NOTE 1: Make a safe backup copy of your original file first, in case anything goes wrong! :)

NOTE 2: These advanced features only work on a .DOC (not .docx) format. If you have a .docx file, use save-as to create a 'Word 97-2003' .doc format.

If you want to put in some time up front to mark the existing formatting, the Nuclear Assistant can do a much better, more reliable job.1

If you mark your existing italics by placing {{i}....{i}} characters around them, they will all get correctly formatted in the output. You do this using Find/Replace, as follows:

  • Find what: empty box, and hit the Control-I key -- below the Find box it should say "italics" now (and nothing else).
  • Replace with: {{i}^&{i}}    (suggest you copy & paste that.)
  • Do Replace All
  • Your italicized text should now look like: {{i}blah blah blah{i}}

You can do the same thing for Bold, if you like, using control-B instead of control-I in the Find box to select bold (turn off italics in the Find box by typing control-I another time or two until "italics" goes away), and a replace text of: {{b}^&{b}.

If you have Underlines, same as above but Find with control-U and replace with: {{u}^&{u}}

IMPORTANT: If you mark italics/bold/underlines with {}, then you must mark them all, as the software will ignore any other italics/bold/underlines and apply only the ones you've marked. This is to prevent multiple sets of formatting tags that can cause confusing, improper results (like italics that never get turned off so huge chunks of normal text come out in italics, yuck). So mark them all with {}, or don't mark any.

Centering: Use control-E in the Find box to find centered lines, and replace with: {{c}^&{c}}

Right justified lines: Use control-R in the Find box to find right-justified lines, and replace text of: {{r}^&{r}}

Superscripts & subscripts: In the Find dialog box, possibly under "More" or something like that, is "Format". With the cursor positioned in the Find-what box, click Format, then Font, then select superscript or subscript. Replacement text: {{sub}^&{sub}} or {{sup}^&{sup}}

Headers: Chapter headings, subheadings and such can be marked with {{H1}} , {{H2}}, etc. at the start of the line. Like above, with the cursor in an empty find-what box, click More, Format, Style, then choose "Heading 1" (or 2, 3...) from the list. Use a replacement text of: {{H1}}^&

Indented text (that is, an entire left indent, not just first line): Place {{s}} at the start and {{e}} at the end of the indented area.

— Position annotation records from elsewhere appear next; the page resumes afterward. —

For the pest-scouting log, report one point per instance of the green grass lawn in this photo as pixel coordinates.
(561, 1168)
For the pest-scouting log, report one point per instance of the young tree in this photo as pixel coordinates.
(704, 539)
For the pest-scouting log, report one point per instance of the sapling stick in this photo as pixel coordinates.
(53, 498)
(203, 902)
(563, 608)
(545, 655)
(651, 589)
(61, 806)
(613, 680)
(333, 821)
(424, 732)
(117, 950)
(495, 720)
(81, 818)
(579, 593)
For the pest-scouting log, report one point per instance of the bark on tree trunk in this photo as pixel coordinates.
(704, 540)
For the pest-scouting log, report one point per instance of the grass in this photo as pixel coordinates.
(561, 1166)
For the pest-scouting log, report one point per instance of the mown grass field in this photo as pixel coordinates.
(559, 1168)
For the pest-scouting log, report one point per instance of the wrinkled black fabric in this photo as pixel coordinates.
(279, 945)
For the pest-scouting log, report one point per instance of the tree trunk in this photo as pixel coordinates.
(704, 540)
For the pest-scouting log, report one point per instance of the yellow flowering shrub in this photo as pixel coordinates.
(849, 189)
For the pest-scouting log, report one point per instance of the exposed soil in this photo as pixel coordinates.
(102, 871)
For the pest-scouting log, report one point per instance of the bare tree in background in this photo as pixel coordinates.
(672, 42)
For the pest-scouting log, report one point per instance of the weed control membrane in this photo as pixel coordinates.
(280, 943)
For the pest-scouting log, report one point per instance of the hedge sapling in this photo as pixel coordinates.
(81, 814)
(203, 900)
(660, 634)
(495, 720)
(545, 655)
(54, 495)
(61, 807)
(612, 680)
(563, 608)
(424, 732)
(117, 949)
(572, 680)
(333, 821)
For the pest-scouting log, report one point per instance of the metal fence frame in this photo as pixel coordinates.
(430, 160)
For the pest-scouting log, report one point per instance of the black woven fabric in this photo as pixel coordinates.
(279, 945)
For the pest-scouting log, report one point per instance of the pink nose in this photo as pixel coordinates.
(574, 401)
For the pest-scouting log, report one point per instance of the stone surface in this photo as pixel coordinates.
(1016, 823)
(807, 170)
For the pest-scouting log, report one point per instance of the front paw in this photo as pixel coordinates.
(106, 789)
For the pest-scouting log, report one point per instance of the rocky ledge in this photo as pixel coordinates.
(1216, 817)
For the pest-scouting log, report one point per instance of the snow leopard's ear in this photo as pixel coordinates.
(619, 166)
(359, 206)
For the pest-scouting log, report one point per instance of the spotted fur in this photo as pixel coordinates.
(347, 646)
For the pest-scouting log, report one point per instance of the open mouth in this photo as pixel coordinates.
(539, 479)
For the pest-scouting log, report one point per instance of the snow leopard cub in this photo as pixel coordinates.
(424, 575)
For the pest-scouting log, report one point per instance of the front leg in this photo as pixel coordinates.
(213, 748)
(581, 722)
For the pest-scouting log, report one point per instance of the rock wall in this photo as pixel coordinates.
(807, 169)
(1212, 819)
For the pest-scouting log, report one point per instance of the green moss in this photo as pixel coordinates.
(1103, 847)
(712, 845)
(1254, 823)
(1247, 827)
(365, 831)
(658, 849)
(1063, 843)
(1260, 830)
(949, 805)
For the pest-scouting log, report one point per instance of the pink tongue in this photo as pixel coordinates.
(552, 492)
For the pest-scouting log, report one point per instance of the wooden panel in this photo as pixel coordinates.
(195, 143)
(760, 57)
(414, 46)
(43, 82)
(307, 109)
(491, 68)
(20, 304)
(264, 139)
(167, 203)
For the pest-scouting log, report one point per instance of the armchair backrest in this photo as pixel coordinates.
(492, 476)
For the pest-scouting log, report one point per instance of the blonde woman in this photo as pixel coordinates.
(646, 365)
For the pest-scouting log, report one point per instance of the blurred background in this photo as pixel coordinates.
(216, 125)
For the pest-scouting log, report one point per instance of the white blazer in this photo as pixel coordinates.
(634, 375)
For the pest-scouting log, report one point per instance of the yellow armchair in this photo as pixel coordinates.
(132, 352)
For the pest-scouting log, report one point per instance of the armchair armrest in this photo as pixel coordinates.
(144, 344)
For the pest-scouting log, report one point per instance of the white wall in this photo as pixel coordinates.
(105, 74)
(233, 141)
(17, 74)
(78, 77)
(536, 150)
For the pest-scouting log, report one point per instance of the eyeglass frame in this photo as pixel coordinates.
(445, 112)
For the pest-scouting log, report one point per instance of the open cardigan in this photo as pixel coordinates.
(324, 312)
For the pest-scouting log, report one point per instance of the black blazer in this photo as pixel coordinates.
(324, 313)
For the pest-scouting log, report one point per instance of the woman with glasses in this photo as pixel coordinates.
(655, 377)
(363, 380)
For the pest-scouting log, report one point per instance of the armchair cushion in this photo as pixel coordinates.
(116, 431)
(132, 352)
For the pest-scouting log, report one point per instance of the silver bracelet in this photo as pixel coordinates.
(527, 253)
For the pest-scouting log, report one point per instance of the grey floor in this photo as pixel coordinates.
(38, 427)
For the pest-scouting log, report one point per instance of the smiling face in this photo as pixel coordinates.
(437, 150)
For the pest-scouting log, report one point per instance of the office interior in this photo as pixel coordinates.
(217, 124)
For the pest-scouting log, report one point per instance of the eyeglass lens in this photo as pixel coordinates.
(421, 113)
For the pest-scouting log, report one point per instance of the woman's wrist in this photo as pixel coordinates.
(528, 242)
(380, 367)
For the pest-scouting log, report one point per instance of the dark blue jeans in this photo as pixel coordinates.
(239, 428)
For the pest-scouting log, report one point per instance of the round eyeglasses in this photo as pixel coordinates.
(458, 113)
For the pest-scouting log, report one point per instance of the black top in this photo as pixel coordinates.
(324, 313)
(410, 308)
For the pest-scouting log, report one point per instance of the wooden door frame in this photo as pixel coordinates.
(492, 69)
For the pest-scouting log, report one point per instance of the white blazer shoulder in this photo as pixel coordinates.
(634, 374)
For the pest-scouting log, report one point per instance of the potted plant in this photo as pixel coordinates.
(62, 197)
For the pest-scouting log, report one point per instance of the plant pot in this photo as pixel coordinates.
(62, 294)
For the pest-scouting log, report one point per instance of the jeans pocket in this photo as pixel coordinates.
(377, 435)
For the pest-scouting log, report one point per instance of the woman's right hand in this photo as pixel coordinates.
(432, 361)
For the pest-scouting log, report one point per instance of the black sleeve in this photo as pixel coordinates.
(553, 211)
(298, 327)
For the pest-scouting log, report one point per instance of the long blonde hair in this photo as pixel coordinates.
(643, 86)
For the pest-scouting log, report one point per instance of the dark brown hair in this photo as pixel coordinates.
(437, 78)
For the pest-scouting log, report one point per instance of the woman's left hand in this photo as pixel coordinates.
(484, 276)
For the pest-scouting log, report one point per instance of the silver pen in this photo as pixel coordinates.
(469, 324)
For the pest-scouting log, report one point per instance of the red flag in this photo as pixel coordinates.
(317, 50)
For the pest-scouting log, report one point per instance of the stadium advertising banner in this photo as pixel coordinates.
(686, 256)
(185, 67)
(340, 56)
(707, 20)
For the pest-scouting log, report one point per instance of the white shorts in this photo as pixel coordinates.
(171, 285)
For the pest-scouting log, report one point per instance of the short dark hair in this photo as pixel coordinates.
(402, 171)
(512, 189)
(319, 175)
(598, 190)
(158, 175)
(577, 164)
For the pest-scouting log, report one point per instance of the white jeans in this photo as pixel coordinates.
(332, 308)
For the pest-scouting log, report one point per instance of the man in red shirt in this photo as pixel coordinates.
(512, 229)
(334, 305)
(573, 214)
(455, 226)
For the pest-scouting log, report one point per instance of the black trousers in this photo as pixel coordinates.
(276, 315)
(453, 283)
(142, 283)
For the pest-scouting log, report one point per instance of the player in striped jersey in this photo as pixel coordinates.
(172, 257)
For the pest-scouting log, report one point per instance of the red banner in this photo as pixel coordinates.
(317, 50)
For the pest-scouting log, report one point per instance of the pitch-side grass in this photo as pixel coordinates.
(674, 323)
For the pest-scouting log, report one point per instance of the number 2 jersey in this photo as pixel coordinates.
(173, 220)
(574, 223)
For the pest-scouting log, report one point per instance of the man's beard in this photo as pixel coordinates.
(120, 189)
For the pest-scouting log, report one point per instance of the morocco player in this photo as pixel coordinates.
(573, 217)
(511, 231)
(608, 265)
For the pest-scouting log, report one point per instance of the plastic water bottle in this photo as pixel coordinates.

It might also look better to have a blank line before and after the indented section.

(Note that these are hard to find easily or reliably with Find/Replace so best done manually.)

It also honors the "table of contents" markup as described here.

Now that you have all your formatting marked up, submit your .doc file into the Nuclear Assistant. Our software will remove all formatting (the so-called "nuclear option") then put back all the formatting you marked. This file should be all set for uploading to Smashwords (or at least much closer than it was).


1 Notes:

The Nuclear Assistant tries to preserve most of these format elements without the markup, but it can be fooled; and it doesn't always detect centered/indented/right-justified text in any event. You can try your file without doing all the markup, and just put in the markup it doesn't find.

Things this may not handle properly:

  • Tables just get flattened into text; that may not look very good at all. (However, Smashwords forbids tables, so you have to do something. They recommend images [ick]. You can also upload your own .epub file, which can contain tables, but make sure it passes "epubcheck" or they'll reject it.)
  • Word-automatic bullet points and automatically numbered paragraphs may come out ok, or may not. Smashwords forbids these too. Trying to fix them in the software may cause a bit of a jumble, so best to replace them manually if this doesn't do it right.
  • Our software also may not handle images right, or footnotes; it tries, but no guarantees.
  • Images that aren't "in line with text" may end up in random places in the text, or may not convert at all. (Smashwords requires all images to be "in-line" anyway.)
  • Text inside "text boxes" will likely end up in the wrong place, like at the end of the file. (Smashwords balks at text boxes anyway, so first move the text out of the boxes and put it where you want it.)

The Nuclear Assistant also removes more than three blank lines in a row (because Smashwords doesn't like that).

The Nuclear Assistant removes all {} markup when it's done. If you want to keep it for any reason, the form has an option to do that. (Definitely keep your original version as a backup, and a backup of your marked-up file in case you need to run it through again.)